Make commerce_checkout_access() extensible

Subscribe

Been working on this for a client while attempting to sort out #1362412: commerce_checkout_access() blocks anonymous checkout. Above patch doesn't seem to apply to the latest dev cleanly, but the approach used in node_access seems to make the most sense here:

  // We grant access to the node if both of the following conditions are met:
  // - No modules say to deny access.
  // - At least one module says to grant access.
  // If no module specified either allow or deny, we fall back to the
  // node_access table.
  $access = module_invoke_all('node_access', $node, $op, $account);
  if (in_array(NODE_ACCESS_DENY, $access, TRUE)) {
    $rights[$account->uid][$cid][$op] = FALSE;
    return FALSE;
  }
  elseif (in_array(NODE_ACCESS_ALLOW, $access, TRUE)) {
    $rights[$account->uid][$cid][$op] = TRUE;
    return TRUE;
  }
  
  // (If no one else says yea or nay, more node_access() $stuff...)

This means we'll probably want constants for COMMERCE_CHECKOUT_ACCESS_ALLOW/DENY to distinguish between a hook implementation explicitly allowing/denying access and the absence of a response (in which case the default logic should take hold, with any DENY taking precedence in the event of conflicting implementations).

Time permitting I'll whip up another patch, but does this sound like a reasonable approach?

Patch operates much in the spirit of #1, though unless I'm mistaken it seems like we really want two hooks here: hook_commerce_checkout_access() to extend order-level access and hook_commerce_checkout_page_access() to extend page-level access.

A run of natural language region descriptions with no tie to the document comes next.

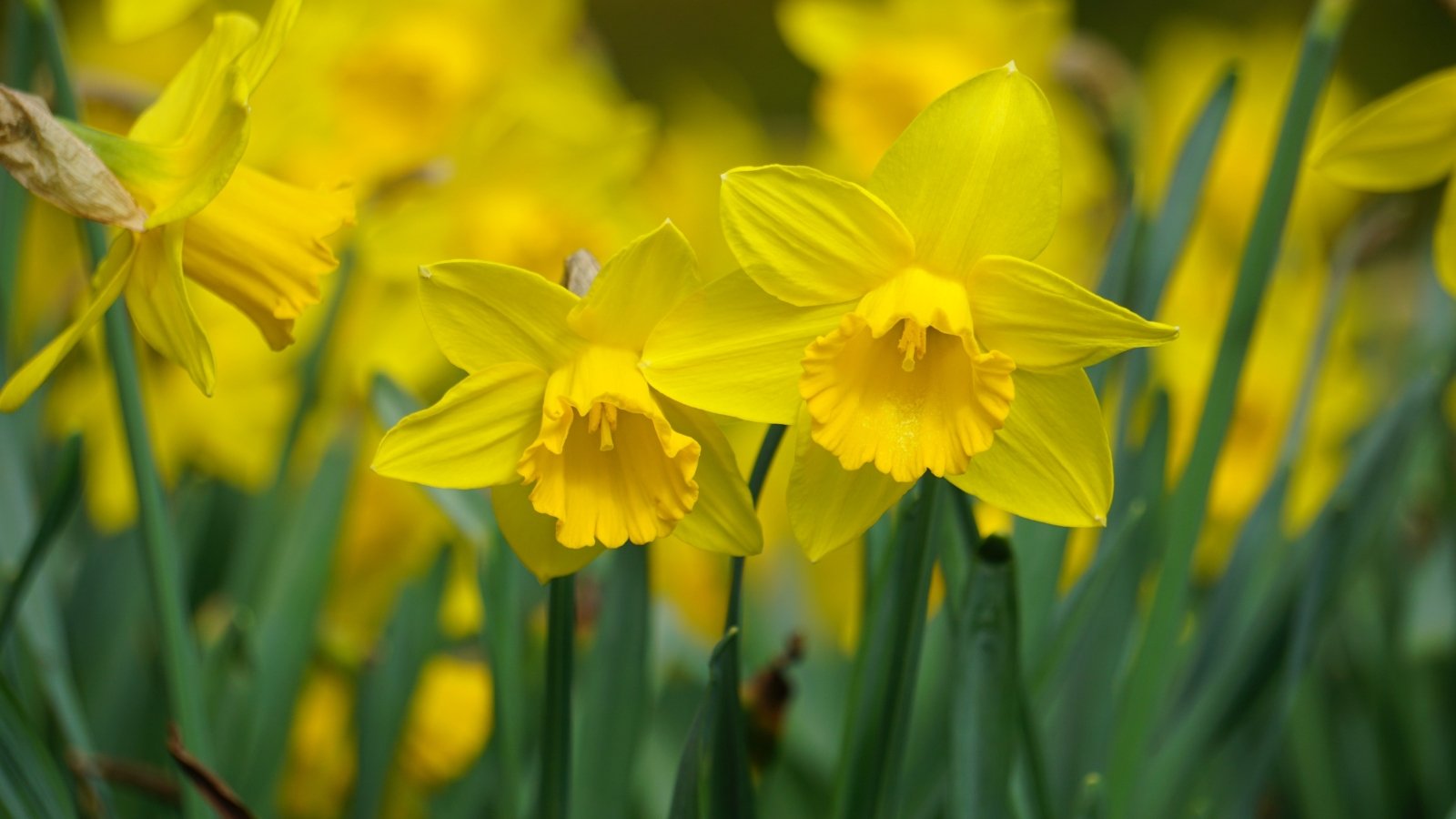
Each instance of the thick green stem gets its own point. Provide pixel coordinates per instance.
(561, 639)
(164, 555)
(888, 665)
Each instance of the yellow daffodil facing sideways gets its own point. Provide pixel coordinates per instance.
(903, 327)
(1402, 142)
(249, 238)
(557, 416)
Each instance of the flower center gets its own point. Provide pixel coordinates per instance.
(606, 464)
(902, 382)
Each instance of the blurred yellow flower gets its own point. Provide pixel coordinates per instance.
(450, 719)
(1402, 142)
(322, 751)
(1187, 62)
(858, 307)
(557, 416)
(252, 239)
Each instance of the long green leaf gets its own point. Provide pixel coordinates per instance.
(985, 702)
(1150, 675)
(553, 799)
(31, 784)
(887, 666)
(277, 651)
(385, 690)
(615, 690)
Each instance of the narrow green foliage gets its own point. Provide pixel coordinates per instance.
(1149, 680)
(615, 688)
(280, 643)
(986, 688)
(31, 784)
(385, 691)
(715, 741)
(60, 503)
(887, 665)
(553, 799)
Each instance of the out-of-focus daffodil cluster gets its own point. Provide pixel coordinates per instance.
(426, 511)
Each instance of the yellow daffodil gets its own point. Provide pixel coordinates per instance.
(1402, 142)
(883, 62)
(252, 239)
(450, 720)
(557, 416)
(903, 327)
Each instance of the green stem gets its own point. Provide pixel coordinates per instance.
(58, 504)
(756, 479)
(164, 555)
(16, 73)
(887, 666)
(1152, 671)
(561, 636)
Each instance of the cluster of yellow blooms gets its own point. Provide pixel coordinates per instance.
(914, 324)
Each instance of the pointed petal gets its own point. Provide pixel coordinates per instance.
(531, 535)
(734, 350)
(261, 247)
(637, 288)
(830, 506)
(159, 307)
(111, 278)
(810, 238)
(473, 436)
(1045, 321)
(979, 172)
(485, 314)
(1445, 239)
(723, 519)
(1401, 142)
(1052, 460)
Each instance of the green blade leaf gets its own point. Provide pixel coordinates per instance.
(1152, 672)
(615, 690)
(385, 690)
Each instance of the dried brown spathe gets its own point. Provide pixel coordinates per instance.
(57, 167)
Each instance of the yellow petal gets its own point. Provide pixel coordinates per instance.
(830, 506)
(111, 278)
(1401, 142)
(979, 172)
(810, 238)
(637, 288)
(531, 535)
(723, 519)
(261, 247)
(1445, 239)
(734, 350)
(1045, 321)
(485, 314)
(159, 305)
(473, 436)
(608, 465)
(1052, 460)
(182, 149)
(128, 21)
(903, 401)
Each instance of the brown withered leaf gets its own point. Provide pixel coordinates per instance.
(213, 789)
(57, 167)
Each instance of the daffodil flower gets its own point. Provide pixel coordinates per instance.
(1402, 142)
(557, 416)
(903, 327)
(254, 241)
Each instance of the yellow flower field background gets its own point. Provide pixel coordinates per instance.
(640, 409)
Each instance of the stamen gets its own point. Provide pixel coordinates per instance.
(594, 423)
(912, 343)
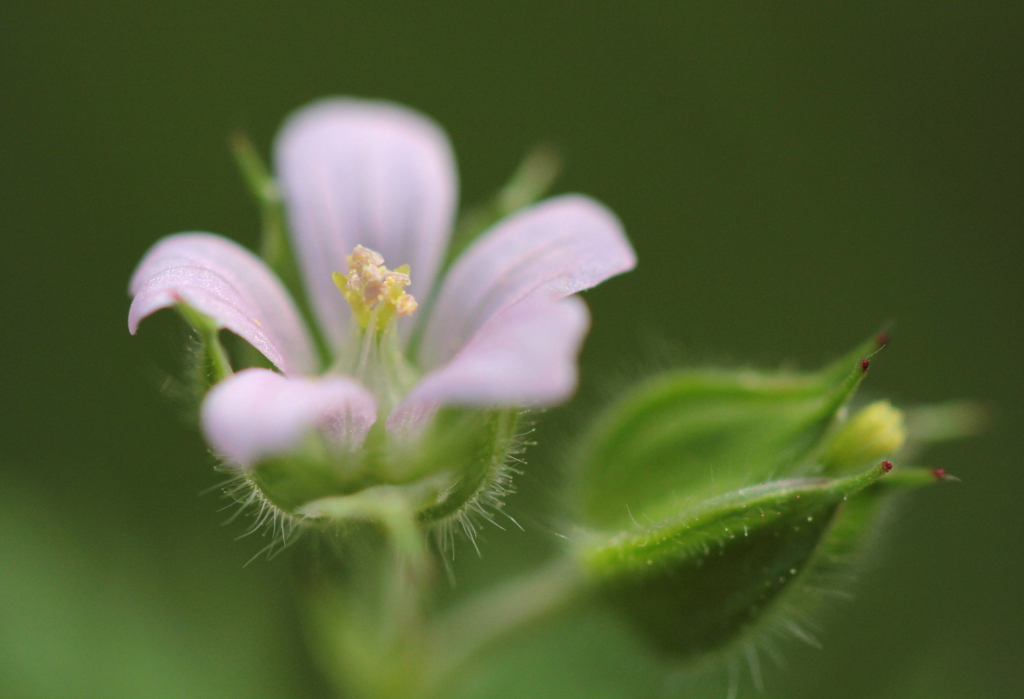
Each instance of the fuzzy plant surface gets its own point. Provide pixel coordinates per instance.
(373, 414)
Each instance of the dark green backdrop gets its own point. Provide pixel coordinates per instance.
(792, 174)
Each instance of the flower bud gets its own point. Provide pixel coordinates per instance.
(875, 432)
(704, 578)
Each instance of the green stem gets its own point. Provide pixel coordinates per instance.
(496, 614)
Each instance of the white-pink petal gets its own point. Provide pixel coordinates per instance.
(257, 413)
(524, 356)
(359, 172)
(556, 248)
(232, 287)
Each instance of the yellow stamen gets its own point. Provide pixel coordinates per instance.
(373, 290)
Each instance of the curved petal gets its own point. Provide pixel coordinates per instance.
(228, 284)
(258, 413)
(524, 356)
(358, 172)
(558, 247)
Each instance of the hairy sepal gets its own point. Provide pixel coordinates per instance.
(684, 436)
(446, 469)
(699, 580)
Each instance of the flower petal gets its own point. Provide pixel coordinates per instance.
(558, 247)
(358, 172)
(524, 356)
(258, 413)
(228, 284)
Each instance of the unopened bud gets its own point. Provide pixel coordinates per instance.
(875, 432)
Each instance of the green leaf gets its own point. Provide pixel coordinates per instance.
(684, 436)
(698, 580)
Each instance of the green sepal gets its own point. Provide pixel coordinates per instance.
(530, 181)
(472, 448)
(275, 245)
(689, 435)
(211, 361)
(458, 460)
(697, 581)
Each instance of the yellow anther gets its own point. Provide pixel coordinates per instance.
(373, 290)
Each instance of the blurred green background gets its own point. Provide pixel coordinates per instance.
(793, 175)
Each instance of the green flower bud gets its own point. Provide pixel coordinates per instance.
(694, 582)
(875, 432)
(689, 435)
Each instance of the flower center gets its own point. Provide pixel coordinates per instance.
(374, 354)
(376, 294)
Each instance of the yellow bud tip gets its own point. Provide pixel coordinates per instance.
(373, 290)
(876, 431)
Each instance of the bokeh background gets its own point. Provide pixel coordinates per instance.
(793, 175)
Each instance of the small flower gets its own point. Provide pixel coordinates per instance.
(367, 185)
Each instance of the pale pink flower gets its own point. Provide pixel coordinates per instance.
(501, 330)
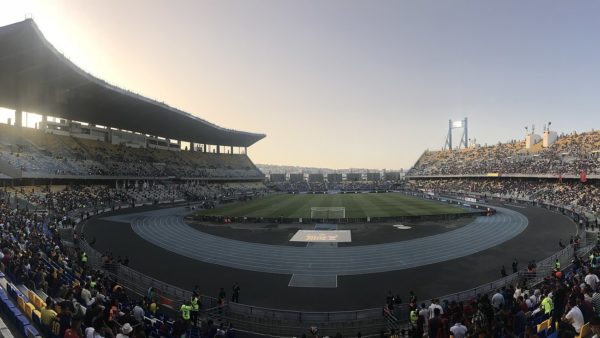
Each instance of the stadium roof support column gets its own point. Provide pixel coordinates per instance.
(18, 118)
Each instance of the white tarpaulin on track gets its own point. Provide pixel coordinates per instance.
(329, 236)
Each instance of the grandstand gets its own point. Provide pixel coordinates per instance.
(104, 158)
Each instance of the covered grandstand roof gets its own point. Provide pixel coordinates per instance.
(37, 78)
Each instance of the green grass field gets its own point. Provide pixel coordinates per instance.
(357, 205)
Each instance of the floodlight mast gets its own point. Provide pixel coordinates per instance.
(464, 139)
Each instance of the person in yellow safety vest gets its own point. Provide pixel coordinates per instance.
(414, 317)
(195, 303)
(185, 313)
(547, 305)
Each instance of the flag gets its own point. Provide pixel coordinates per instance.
(582, 176)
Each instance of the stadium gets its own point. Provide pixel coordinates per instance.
(115, 220)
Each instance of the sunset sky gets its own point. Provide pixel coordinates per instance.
(347, 83)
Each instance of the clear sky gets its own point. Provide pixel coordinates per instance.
(343, 83)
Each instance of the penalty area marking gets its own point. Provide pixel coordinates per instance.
(313, 281)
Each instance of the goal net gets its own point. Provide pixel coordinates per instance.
(327, 212)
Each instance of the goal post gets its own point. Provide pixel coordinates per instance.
(327, 212)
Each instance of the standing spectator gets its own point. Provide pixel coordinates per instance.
(235, 294)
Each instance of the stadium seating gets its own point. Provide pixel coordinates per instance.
(570, 154)
(38, 154)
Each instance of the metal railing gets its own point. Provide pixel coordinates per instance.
(292, 323)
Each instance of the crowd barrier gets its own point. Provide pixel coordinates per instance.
(292, 323)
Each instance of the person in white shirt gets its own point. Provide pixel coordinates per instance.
(497, 300)
(591, 280)
(574, 316)
(458, 330)
(434, 305)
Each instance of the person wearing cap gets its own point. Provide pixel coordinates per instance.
(574, 316)
(195, 303)
(126, 331)
(595, 326)
(48, 314)
(186, 313)
(75, 330)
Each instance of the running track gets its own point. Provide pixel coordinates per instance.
(166, 228)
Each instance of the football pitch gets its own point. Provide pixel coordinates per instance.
(357, 206)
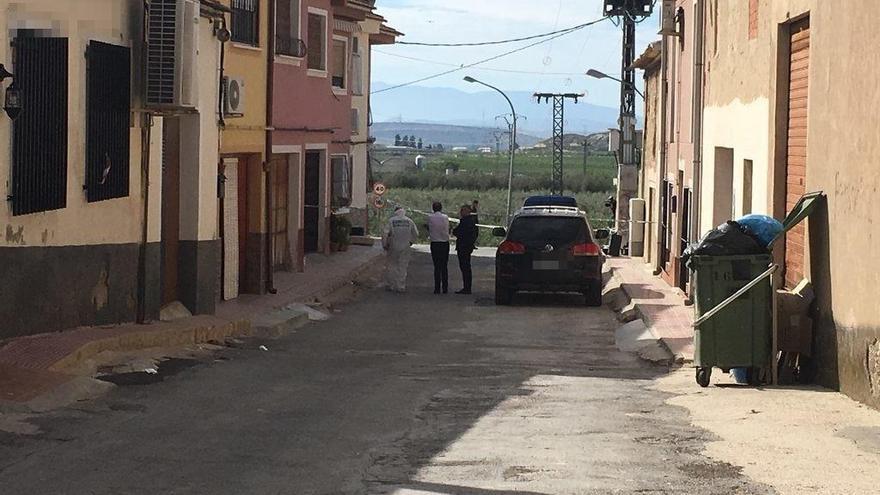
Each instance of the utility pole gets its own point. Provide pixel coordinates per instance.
(557, 186)
(585, 157)
(628, 11)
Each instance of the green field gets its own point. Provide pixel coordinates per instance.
(484, 178)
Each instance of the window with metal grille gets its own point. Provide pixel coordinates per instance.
(341, 177)
(355, 121)
(108, 107)
(245, 21)
(339, 63)
(39, 135)
(287, 30)
(317, 53)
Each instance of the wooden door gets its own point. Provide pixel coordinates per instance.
(170, 209)
(243, 224)
(796, 157)
(280, 211)
(230, 221)
(312, 202)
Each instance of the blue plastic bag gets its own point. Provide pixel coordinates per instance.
(761, 227)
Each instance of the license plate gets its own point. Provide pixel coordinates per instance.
(545, 265)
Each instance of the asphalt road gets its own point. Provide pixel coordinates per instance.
(397, 394)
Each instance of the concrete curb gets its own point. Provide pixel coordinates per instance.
(204, 330)
(350, 278)
(279, 323)
(621, 302)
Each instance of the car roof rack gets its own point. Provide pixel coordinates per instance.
(566, 201)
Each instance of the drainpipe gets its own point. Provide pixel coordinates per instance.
(661, 169)
(267, 167)
(697, 117)
(146, 136)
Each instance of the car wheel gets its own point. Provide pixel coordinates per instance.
(503, 295)
(593, 295)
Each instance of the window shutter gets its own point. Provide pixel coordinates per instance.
(357, 74)
(283, 26)
(39, 135)
(316, 45)
(108, 107)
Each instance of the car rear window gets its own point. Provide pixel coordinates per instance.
(561, 230)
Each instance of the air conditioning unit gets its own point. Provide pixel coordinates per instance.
(667, 19)
(172, 54)
(233, 97)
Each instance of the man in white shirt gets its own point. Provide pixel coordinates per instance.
(438, 231)
(399, 235)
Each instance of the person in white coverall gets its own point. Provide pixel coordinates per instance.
(399, 235)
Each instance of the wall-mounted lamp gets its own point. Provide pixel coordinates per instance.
(12, 104)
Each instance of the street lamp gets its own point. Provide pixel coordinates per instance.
(601, 75)
(512, 144)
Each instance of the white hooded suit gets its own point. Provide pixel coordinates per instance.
(399, 235)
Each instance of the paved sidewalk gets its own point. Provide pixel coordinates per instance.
(660, 306)
(323, 274)
(37, 364)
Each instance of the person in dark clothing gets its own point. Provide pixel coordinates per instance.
(466, 242)
(438, 231)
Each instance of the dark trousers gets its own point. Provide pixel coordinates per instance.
(464, 262)
(440, 256)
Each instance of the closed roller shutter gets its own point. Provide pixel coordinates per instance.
(796, 158)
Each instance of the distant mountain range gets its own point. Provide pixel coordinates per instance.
(595, 142)
(419, 104)
(447, 135)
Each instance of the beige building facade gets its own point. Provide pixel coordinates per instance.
(790, 102)
(90, 214)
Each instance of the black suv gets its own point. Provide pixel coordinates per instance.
(549, 248)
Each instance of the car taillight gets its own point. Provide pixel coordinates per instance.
(511, 247)
(588, 249)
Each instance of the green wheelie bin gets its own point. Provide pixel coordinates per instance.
(739, 335)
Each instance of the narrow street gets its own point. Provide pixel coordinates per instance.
(396, 394)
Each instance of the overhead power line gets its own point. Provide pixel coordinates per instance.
(494, 69)
(490, 59)
(499, 42)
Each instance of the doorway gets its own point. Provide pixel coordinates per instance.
(722, 206)
(685, 237)
(796, 155)
(312, 201)
(170, 209)
(280, 211)
(665, 200)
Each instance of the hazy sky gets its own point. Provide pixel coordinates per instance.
(554, 66)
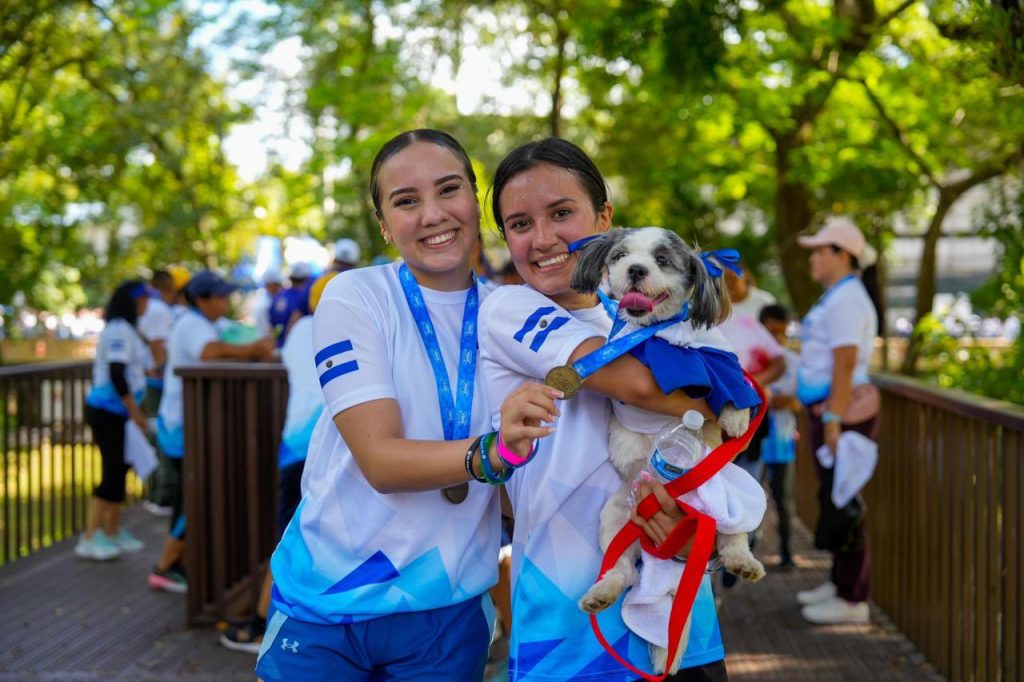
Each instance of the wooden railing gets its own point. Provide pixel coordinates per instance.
(49, 464)
(945, 515)
(233, 417)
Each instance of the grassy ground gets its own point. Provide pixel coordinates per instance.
(44, 496)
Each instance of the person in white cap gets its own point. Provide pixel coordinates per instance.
(837, 340)
(346, 255)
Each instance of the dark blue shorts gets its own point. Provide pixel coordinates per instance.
(439, 645)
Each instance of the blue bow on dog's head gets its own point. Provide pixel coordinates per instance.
(727, 257)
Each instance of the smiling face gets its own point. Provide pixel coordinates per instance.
(827, 264)
(429, 210)
(545, 209)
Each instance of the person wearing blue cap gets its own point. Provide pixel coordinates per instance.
(194, 339)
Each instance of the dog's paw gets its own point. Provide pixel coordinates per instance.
(602, 594)
(734, 422)
(658, 656)
(745, 566)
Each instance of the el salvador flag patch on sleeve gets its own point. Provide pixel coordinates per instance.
(335, 360)
(538, 326)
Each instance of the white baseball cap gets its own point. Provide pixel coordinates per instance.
(301, 270)
(347, 251)
(841, 231)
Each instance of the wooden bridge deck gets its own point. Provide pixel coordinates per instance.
(61, 619)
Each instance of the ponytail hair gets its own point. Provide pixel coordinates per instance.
(869, 278)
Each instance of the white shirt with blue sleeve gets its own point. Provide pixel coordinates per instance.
(119, 342)
(843, 316)
(351, 553)
(190, 334)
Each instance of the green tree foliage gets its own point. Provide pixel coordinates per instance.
(111, 158)
(733, 123)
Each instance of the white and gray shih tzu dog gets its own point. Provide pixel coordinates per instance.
(652, 273)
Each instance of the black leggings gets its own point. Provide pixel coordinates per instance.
(177, 521)
(109, 434)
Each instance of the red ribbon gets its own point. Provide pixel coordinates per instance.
(694, 524)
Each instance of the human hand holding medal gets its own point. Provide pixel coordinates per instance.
(565, 379)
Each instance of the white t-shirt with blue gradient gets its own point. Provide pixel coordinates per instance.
(843, 316)
(119, 342)
(351, 553)
(557, 499)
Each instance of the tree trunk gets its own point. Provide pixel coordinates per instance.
(926, 278)
(555, 118)
(794, 214)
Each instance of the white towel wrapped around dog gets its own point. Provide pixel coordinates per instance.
(737, 504)
(732, 498)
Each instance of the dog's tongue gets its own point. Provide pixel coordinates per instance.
(634, 300)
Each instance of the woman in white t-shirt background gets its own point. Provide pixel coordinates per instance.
(195, 338)
(384, 569)
(837, 340)
(546, 196)
(116, 396)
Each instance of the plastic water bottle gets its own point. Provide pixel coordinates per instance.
(678, 449)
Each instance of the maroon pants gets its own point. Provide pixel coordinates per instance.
(851, 570)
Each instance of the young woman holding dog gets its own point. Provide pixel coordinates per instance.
(838, 338)
(383, 571)
(546, 196)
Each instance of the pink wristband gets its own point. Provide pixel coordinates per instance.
(509, 458)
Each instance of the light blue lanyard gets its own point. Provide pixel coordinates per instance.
(591, 363)
(611, 307)
(456, 412)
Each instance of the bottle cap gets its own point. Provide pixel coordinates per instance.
(692, 420)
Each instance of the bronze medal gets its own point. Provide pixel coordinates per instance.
(456, 494)
(565, 379)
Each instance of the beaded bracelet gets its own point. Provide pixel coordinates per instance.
(493, 477)
(469, 460)
(510, 459)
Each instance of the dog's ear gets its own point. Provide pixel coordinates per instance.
(593, 260)
(710, 303)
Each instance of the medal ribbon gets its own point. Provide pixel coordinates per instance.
(593, 361)
(611, 307)
(455, 411)
(694, 524)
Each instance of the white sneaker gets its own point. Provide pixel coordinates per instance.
(820, 593)
(156, 509)
(835, 610)
(99, 548)
(126, 542)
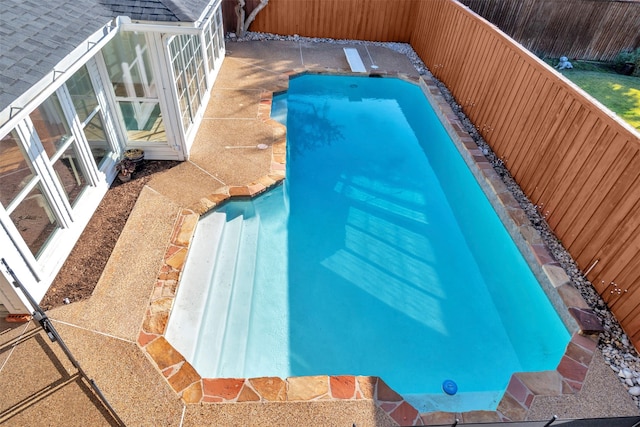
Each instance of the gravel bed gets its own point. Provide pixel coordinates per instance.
(616, 348)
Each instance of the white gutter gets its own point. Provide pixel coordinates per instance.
(160, 28)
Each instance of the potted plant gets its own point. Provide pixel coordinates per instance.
(125, 168)
(136, 155)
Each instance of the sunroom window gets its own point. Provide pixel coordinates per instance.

Both require implementors to use the same ALLOW/DENY constants. Review and feedback welcome.

I have made a patch for PayPal WPS using the above patch (comment #4).

See: #1350264: Completion message problem with anonymous users only

Thanks for creating that patch. I needed it desperately for a custom module I developed which allows a user to impersonate another user during the checkout process . Commerce does not allow it by default.

I think #4 is headed in the right direction but I made a few changes and rolled a new patch. The changes include:

• Remove the ALLOW/DENY constants and rely on TRUE/FALSE like the patch in #1. This is consistent with other access hooks including hook_commerce_entity_access.
• Add the new hooks to commerce_checkout_hook_info() in order to allow lazy loading.
• Took a stab at adding hook documentation in commerce_checkout.api.php.

Thanks for the improvements! I actually used the constants to maintain consistency with hook_node_access and similar mechanisms in core after a bit of research, but I'm not hellbent on keeping them. It's just a matter of what we want to be consistent with.

EDIT: Looking back, do we want to handle IGNORE in a similar way?

In the current patch, ignore would be handled by returning NULL (or nothing). This is how it is handled in hook_commerce_entity_access() as well as several other access hooks outside of hook_node_access().

Ah, I see. So long as we're being consistent. :]

One more for RTBC?

The patch from #7 makes a lot of sense to me, let's do this :)

Here's a new patch based on #7 that includes moving the cart session variable checking into commerce_cart.module.

Calls to the same method looking in the same place for only slightly different things smells a bit, but that's not an issue for this patch.

Approach looks sane, though.

The double call to commerce_cart_order_session_exists() definitely smells a bit to me as well, but it's a far more pleasant smell than the one the session variable checks at the end of commerce_checkout_access() are giving off now. I think removing the double call would require changing the way the commerce_cart_order_session_* functions are implemented, which I agree is not an issue for this patch.

Totally agree, on all counts.

More eyes for RTBC?

I'll see if I can test this soon. On our site it would be preferable to allow anonymous checkout, but prevent users coming through anonymously with PayPal EC from having an access denied, etc.

Tested against the latest dev and it all looks good!

Many +1's for getting this committed. We have several sites at the moment that are overriding the whole of 'commerce_checkout_router' just to get around this problem.